The beginning of the round-up article eloquently classifies the fall season in a generic and alluring way, as to be expected from a prospective-student service site. It then lists 50 of the “most stunning” displays of the fall season at institutions across the country. Yet, the reader can’t help but wonder how and why these schools were selected.
While there is no doubt that Wheaton College has one of the most stunning campuses in New England, let alone the United States, the chosen 50 colleges and universities that the article lists seem arbitrary and random.
The picked schools range from University of Virginia, with 15,000 undergrads, to Middlebury College, a college with only 2,500 degree-seeking scholars. The article represents a diverse group of schools, but many aesthetically spectacular universities were left out. These exclusions prompted the public to share their feelings of animosity in the comments below the article.
Although it is interesting for the viewer to analyze the list of selected schools, the article might have been more successful if it represented 75 or 100 schools.
As stated in the introduction of the article, the organic and vibrant colors of Mother Nature’s fall attire liven up any environment, despite the raw attractiveness of the place. With this thought in mind, how exactly the authors picked these 50 schools to show off to the pre-frosh of the world is still in question.
Maybe they evaluated the trees on each campus – their location, their ability to produce a bountiful amount of colors, the variety of species – and compared the results to other institutions. This is a valid approach. As a result, shouldn’t the photographs in the article reflect the campuses greatest aesthetic perspective? One would hope so, but this is not the case.

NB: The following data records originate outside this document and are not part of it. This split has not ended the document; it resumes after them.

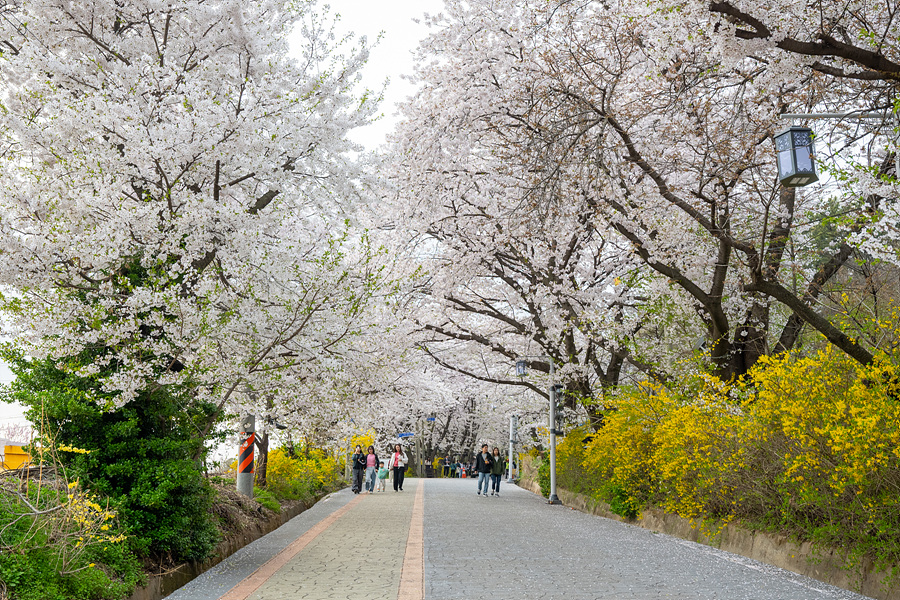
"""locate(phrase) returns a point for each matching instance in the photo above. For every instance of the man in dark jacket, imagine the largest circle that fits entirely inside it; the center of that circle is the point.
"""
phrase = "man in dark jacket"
(483, 463)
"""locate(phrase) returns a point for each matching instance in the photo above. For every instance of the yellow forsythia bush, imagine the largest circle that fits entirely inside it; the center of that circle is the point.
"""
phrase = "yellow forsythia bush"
(300, 477)
(807, 445)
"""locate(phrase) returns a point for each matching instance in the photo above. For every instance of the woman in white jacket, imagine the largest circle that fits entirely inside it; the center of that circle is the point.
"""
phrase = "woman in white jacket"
(397, 462)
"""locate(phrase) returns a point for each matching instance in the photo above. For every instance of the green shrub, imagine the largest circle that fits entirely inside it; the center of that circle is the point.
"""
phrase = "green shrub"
(141, 455)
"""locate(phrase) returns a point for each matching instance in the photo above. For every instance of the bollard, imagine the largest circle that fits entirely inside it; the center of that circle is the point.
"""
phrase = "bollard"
(245, 456)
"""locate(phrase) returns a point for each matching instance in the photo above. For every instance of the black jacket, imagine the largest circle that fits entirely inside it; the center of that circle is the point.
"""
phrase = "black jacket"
(482, 465)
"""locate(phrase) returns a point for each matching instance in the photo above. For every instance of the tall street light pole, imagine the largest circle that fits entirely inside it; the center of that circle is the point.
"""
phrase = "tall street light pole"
(521, 371)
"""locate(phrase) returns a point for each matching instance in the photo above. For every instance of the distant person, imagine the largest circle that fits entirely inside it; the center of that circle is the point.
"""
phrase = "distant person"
(398, 465)
(497, 470)
(371, 469)
(358, 460)
(382, 477)
(483, 463)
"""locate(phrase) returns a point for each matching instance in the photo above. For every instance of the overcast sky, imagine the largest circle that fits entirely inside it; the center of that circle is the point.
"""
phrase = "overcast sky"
(391, 58)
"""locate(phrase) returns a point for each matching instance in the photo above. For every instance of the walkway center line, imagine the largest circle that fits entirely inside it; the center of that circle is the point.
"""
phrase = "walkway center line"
(262, 574)
(412, 576)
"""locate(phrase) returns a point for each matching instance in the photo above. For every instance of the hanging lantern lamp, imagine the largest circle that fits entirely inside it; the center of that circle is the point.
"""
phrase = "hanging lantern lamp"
(795, 157)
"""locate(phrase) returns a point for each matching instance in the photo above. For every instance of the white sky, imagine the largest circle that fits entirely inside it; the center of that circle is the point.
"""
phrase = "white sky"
(390, 59)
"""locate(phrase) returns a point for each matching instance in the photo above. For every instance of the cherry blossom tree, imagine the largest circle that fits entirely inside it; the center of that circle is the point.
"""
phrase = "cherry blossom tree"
(639, 131)
(177, 189)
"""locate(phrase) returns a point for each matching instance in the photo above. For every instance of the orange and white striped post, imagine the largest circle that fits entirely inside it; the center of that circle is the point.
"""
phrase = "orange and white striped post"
(245, 456)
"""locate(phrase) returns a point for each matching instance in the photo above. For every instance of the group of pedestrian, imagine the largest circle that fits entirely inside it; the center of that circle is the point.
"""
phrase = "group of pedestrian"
(374, 472)
(490, 467)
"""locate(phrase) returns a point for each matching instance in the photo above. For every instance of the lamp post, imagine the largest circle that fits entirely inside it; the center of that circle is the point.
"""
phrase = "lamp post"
(794, 151)
(522, 371)
(513, 438)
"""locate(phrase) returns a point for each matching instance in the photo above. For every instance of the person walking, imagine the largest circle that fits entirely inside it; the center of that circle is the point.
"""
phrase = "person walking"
(371, 469)
(358, 460)
(483, 463)
(497, 471)
(382, 475)
(398, 465)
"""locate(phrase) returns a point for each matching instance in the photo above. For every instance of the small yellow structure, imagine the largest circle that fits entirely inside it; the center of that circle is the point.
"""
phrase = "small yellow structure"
(14, 457)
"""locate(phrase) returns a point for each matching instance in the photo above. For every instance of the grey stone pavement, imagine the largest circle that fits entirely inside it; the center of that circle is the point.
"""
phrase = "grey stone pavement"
(518, 546)
(512, 547)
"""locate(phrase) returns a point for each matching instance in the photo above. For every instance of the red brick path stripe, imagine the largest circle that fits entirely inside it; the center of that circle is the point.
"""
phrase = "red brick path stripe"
(262, 574)
(412, 576)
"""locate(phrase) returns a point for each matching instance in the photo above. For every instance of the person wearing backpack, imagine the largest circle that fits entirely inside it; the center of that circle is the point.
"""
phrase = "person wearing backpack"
(483, 463)
(497, 470)
(397, 463)
(358, 460)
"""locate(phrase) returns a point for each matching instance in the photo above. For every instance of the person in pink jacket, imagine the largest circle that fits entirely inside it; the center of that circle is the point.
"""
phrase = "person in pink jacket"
(397, 463)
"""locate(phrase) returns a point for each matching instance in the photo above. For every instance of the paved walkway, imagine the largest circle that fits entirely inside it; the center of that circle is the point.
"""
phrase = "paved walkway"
(437, 540)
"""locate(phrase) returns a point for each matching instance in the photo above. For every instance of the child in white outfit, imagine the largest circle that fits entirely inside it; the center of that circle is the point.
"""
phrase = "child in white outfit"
(382, 477)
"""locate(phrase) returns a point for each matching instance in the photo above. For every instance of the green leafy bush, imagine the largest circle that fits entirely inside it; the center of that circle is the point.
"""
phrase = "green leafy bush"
(141, 455)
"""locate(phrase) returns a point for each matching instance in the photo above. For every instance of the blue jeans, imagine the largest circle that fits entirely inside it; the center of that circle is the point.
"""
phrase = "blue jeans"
(485, 477)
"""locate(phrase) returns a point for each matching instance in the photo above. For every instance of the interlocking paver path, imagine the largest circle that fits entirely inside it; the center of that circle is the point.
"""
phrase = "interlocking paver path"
(507, 548)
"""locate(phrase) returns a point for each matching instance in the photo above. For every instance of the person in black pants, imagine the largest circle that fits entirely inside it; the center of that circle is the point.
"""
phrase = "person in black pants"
(358, 460)
(398, 464)
(483, 463)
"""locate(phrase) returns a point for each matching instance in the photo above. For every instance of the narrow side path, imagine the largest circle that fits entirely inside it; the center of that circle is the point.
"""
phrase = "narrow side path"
(359, 547)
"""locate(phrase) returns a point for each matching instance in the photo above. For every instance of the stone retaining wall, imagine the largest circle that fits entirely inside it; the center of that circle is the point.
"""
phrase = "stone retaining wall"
(803, 558)
(164, 584)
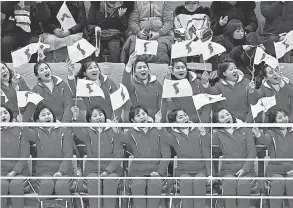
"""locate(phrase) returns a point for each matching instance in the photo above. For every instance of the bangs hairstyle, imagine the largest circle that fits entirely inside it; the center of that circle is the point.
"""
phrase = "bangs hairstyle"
(273, 114)
(80, 74)
(9, 111)
(233, 25)
(216, 115)
(173, 114)
(39, 108)
(90, 112)
(11, 74)
(182, 60)
(223, 66)
(134, 110)
(37, 65)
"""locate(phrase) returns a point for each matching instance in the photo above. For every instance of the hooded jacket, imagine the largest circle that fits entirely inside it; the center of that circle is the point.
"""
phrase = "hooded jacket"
(146, 145)
(279, 146)
(242, 10)
(54, 143)
(13, 145)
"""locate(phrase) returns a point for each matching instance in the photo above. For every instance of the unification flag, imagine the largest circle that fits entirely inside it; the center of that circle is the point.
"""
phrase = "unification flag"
(25, 97)
(263, 104)
(146, 47)
(176, 88)
(203, 99)
(65, 18)
(119, 97)
(87, 88)
(80, 50)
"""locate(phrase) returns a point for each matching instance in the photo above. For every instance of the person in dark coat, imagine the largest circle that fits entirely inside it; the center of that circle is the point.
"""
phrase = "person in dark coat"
(224, 11)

A few of the images contradict the descriptions written below them. The campuses of Swarthmore College, Wesleyan University, Vassar College, and Northland College (the list continues…) might have “colorful settings” and “beautiful foliage” during the fall season, but the authors are unable to show photographic confirmation. The images show either post-foliage trees, or trees with brown and dead leaves (not quite the “quintessential” campus fall that the article hyped in its introduction). It should also be noted that the photograph below St. Joseph’s College is not of St. Joseph’s College.
Like many online evaluative lists, this article seems to have a biased undertone, which ought to be considered while we “ooh” and “aah” over the school rankings. I am not saying that the reliability of the seasonal descriptions of each school come into question, but rather the faults of the article cast doubt upon its veracity. There are numerous schools in the United States that are just as “glorious” as these, but these 50 were fortunate enough to be chosen. While these institutions are, indeed, attractive, the article should have indicated the methodology that it used to evaluate them.
Wheaton College remains one of the most quaint and beautiful campuses in New England; this reality will never change. The campus’ eclectic group of buildings makes it stand out from its neighbors. The pond and the Dimple add personality, and more importantly, the community continues to preserve the beauty of the sweet little campus that we call home.